My first piece of advice is to add a standard confidentiality clause to your contract for any new clients. For existing clients, you may want to add an addendum to your contract. A confidentiality clause can be beneficial to both parties.
The confidentiality agreement does not need to be long and complicated. I use a simple two-page contract with a standard confidentiality clause included. You can review it below.
The confidentiality agreement, included in your contract, should address:
- the definition of what is considered confidential
- the time period covered
- be in line with State law
Some clients may want a more detailed non-disclosure. An example of one is below for your review. This may be appropriate if you are dealing with a Client’s proprietary software for example.
When preparing your contract and confidentiality clause, keep the needs of this specific client in mind. Be willing to adapt the clause for your individual client.
Standard Contract Clause: Confidentiality
During the term of this Agreement, Contractor shall act exclusively in the best interest of Client. Contractor acknowledges that it may have access to information which is non-public, confidential and proprietary in nature. Such confidential information may include, but is not limited to, trade secrets, business plans, copyrights, logos, trademarks, financial and operational information and membership lists. Contractor expressly agrees not to use or disclose such information in any manner or for any purpose at any time during or after the effective term of this Agreement, except as required by law or as required during the course of Contractor’s work for Client, unless authorized in writing by Client. Upon expiration or termination of this Agreement, Contractor shall return any such information to Client. Likewise, the Client agrees that it will not convey any Confidential information obtained about the Contractor to another party.

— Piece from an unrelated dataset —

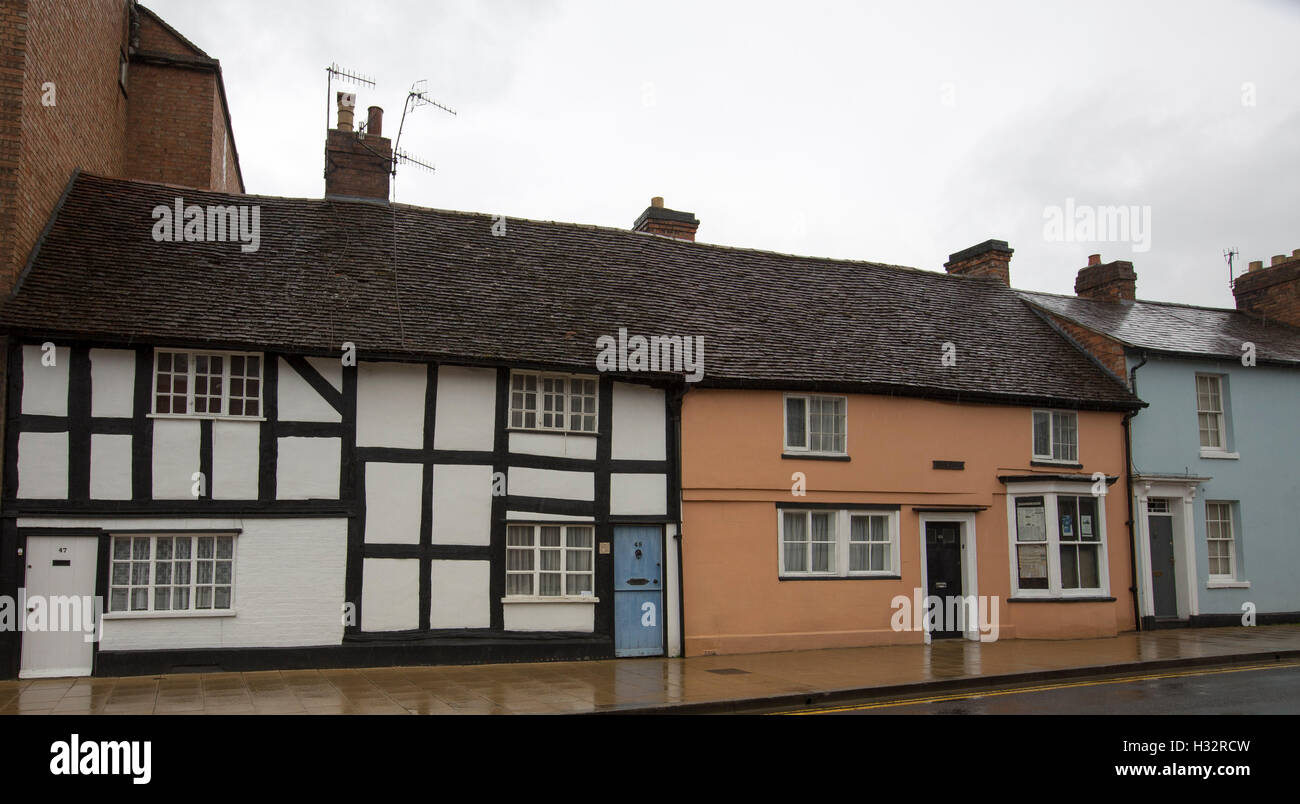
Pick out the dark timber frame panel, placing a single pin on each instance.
(359, 648)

More detailed non-disclosure:
During the course of negotiations, training and consulting, The Contractor shall become aware of certain methods, practices and procedures with which Client conducts its business, including but not limited to: Tradeshow processes, blog and web content generation processes, sales and marketing processes, all of which Client and Contractor agree are proprietary information and as such are trade secrets.
Contractor will not at any time, either during negotiations or thereafter divulge, furnish, or make available, either directly or indirectly, to any person, firm, corporation or other entity any proprietary information used by Client. Contractor agrees that all such matters and information shall be kept strictly and absolutely confidential.
Contractor, upon the cessation of negotiations, irrespective of the time, manner or reason of termination, will immediately surrender and deliver to Client all lists, books, records, memoranda and data of every kind relating to all proprietary information and all property belonging to Client.
Contractor acknowledges that a breach of any of the provisions of this Agreement may result in continuing and irreparable damages to Client for which there may be no adequate remedy at law and that Client in addition to all other relief available to Client shall be entitled to the issuance of an injunction restraining Consultant from committing or continuing any breach of this Agreement.
What have you found most helpful to your client’s in preparing a confidentiality agreement?